Dalam surat An-Nisa' [4], ayat 23 difirmankan, "Diharamkan atas kamu
[mengawini] ibu-ibumu, anak-anak wanitamu, saudari-saudarimu,
saudari-saudari bapakmu, saudari-saudari ibumu, anak-anak wanita dari
saudara-saudara priamu, anak-anak wanita dari saudari-saudarimu, ibu-ibu
susumu, saudari sepersusuanmu, ibu-ibu istrimu [mertua], anak-anak
wanita istri-istrimu yang ada dalam tanggungjawabmu dari istri yang
telah Kamu campuri; akan tetapi apabila Kamu belum mencampuri
istri-istrimu [dan telah Kamu cerai], maka tidak ada dosa bagi Kamu
untuk mengawininya, [dan diharamkan bagi Kamu] istri-istri dari anak
kandung Kamu [menantu], demikian juga diharamkan bagi Kamu menghimpunkan
[dalam perkawinan] dua orang wanita yang bersaudari, kecuali yang telah
terjadi pada masa lampau. Sesungguhnya Allah Mahapengampun lagi
Mahapenyayang."
Dari sini, muncul sebuah pertanyaan, apakah filsafat diharamkannya pernikahan muhrim?

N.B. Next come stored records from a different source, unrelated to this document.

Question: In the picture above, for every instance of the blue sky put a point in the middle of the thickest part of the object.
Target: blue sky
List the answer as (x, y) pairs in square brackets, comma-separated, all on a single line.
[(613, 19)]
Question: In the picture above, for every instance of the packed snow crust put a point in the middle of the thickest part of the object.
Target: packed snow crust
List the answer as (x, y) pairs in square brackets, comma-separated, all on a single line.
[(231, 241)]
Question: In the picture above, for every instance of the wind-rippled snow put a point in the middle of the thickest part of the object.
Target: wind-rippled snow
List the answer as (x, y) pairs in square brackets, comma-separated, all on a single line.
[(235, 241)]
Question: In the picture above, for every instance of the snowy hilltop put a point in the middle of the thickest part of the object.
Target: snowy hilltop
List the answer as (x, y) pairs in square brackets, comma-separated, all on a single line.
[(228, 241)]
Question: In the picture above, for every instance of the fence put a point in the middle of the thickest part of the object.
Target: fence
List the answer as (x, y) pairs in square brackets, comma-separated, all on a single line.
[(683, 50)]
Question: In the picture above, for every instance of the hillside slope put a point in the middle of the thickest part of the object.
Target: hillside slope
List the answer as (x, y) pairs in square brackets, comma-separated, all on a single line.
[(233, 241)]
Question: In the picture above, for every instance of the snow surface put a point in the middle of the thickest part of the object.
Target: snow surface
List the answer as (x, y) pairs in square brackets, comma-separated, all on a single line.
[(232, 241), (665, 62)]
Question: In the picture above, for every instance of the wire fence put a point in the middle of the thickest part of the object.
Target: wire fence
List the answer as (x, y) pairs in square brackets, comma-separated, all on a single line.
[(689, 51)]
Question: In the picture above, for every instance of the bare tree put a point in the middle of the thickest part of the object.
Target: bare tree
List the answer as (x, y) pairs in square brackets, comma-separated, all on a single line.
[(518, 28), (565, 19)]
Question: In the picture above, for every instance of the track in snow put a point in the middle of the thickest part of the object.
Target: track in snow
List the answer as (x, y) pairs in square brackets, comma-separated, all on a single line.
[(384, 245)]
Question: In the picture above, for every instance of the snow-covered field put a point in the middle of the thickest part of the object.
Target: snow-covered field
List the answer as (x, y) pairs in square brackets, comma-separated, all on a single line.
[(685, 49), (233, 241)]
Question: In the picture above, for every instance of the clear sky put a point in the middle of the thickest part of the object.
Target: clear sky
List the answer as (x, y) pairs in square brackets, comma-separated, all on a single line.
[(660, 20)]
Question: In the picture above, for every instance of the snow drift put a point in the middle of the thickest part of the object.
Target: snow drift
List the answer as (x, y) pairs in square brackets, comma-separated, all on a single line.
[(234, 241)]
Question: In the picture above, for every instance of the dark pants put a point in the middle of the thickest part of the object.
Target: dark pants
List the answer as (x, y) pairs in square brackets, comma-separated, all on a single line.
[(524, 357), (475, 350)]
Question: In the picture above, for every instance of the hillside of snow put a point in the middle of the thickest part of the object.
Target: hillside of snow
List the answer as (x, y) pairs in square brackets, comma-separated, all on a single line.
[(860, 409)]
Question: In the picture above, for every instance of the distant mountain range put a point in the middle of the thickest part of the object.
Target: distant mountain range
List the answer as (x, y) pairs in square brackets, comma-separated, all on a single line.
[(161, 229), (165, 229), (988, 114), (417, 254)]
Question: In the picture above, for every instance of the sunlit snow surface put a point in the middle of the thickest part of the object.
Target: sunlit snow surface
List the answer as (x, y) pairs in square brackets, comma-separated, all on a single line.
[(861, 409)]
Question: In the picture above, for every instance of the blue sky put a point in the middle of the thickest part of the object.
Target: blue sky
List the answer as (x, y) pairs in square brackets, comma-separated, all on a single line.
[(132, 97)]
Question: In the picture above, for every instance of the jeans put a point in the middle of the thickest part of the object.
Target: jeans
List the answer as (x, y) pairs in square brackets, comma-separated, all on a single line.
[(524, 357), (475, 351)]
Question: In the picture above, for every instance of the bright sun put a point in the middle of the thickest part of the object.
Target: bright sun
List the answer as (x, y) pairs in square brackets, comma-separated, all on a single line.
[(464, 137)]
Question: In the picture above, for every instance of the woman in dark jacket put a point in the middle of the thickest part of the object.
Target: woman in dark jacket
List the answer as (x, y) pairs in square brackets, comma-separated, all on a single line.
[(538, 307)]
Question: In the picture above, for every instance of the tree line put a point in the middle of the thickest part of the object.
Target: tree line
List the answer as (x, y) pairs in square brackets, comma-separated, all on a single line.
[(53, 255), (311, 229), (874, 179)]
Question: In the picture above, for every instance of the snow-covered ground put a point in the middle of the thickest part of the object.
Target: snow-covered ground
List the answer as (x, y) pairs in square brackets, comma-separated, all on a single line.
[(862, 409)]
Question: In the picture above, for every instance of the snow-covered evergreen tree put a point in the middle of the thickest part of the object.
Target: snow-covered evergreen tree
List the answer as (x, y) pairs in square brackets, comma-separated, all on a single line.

Di ayat di atas, telah diisyaratkan tentang pelarangan menikah dengan
para muhrim dan wanita-wanita muhrim berdasarkan prinsip keharaman
tersebut bisa dikelompokkan dalam tiga kelompok:
a. Kemuhriman yang disebabkan oleh "kelahiran" yang disebut dengan "hubungan nasabî".
b. Kemuhriman yang disebabkan oleh "pernikahan" yang dinamakan "hubungan sababî".
c. Kemuhriman yang disebabkan oleh "sepersusuan "yang disebut dengan "hubungan radha'î".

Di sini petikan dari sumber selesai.